During these last few difficult years many people have taken the opportunity to spend time tending to their gardens. I enjoy gardening, but I don’t have enough time to really get to grips with it. But when I get the chance and I’m among the weeds and the worms, I feel aglow from the fresh air and the satisfaction of being engaged with the earth and I feel all the better for it.
And God engages in and with dirt and soil and muck. It’s the very stuff of life. The writer of the Genesis chapter 2 story tells us that God formed the first human out of dirt, the dust of the ground. The name Adam means ‘man’ in Hebrew and derives from the word ‘adamah’, meaning ground or earth. We are intrinsically linked to the ground beneath our feet, we depend on it for our survival, we need food to live, and food needs soil to grow.
Yet this link is being severed.

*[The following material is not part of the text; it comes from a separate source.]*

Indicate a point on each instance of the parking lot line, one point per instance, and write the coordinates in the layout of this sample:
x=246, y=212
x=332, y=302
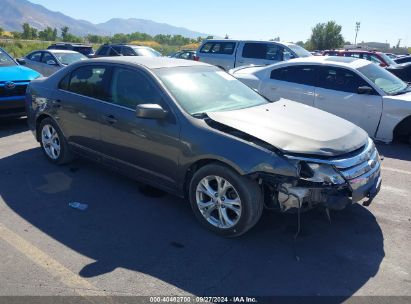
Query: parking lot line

Think about the last meal you had. Where did it come from? Not the shop you bought it in, where was the food actually grown? If you had meat – where did those animals live? What did they eat? How well were they cared for? Many of us don’t know the answers to these questions.
Wendell Berry, a poet, philosopher and farmer, said that ‘eating is an agricultural act’. Everything we eat was farmed by someone, somewhere.
Several stories about Jesus’ life centre around food and drink. In one of them, his disciples had been fishing on the Sea of Galilee, and when they approached the shore, they saw Jesus sitting there, next to a fire. He invited them to have breakfast with him. They gave him the fish they’d caught, which they ate along with some bread. This post-resurrection story is told in chapter 21 of John’s Gospel. It must have been quite a meal! Fish straight out of the lake that they lived by. Bread baked that morning, probably just a stone’s throw away, by people known to them, from wheat cultivated on land just outside the village.
How do you normally eat breakfast? For me, it’s often grabbed in a hurry, without thought. Food has become something to fuel our busy lives, rather than something precious that connects us to the land, to each other, and perhaps even to God.
Sometimes we’re guilty of thinking that ‘spirituality’ only happens at church, or that it’s something ethereal and ‘out there’. But God cares here, wherever ‘here’ is, and whenever ‘now’ is. Your kitchen is a space of learning and prayer, as is your garden.
God has provided the resources to meet our everyday needs, and this includes the food we eat. Look at the ingredients on a bottle of Tomato Ketchup – and consider where they have come from and who produced the ingredients and the product. Pray for those people.
Harvest-time is an opportunity to remind ourselves of the importance of food and soil. It’s one Christian festival that has managed to avoid consumerism. It’s about gratitude. At harvest, we give thanks for what God has given us through the soil, we reflect on the fact that many people don’t enjoy the abundance of food that we do, and so we give back.
Life is fragile. And the soil that sustains us is fragile too. Soil fertility is decreasing with intensive farming upsetting the delicate ecological balance. The United Nations has warned that, at the current rates of degradation, the world’s topsoil could be gone within just 60 years – a shocking thought.
The ground is sacred, and not to be taken for granted. This harvest be reminded of the precious gifts that God has given us, and recommit yourself to protecting them – for ourselves and for future generations.
Creator God, thank you for the food that nourishes us, and for the soil that enables it to grow.
Help us to not take these for granted.
We lift before you those who don’t enjoy the abundance that we have,
and pray for your provision for them.
Touch our hearts and minds to encourage us into a fair sharing of your abundance.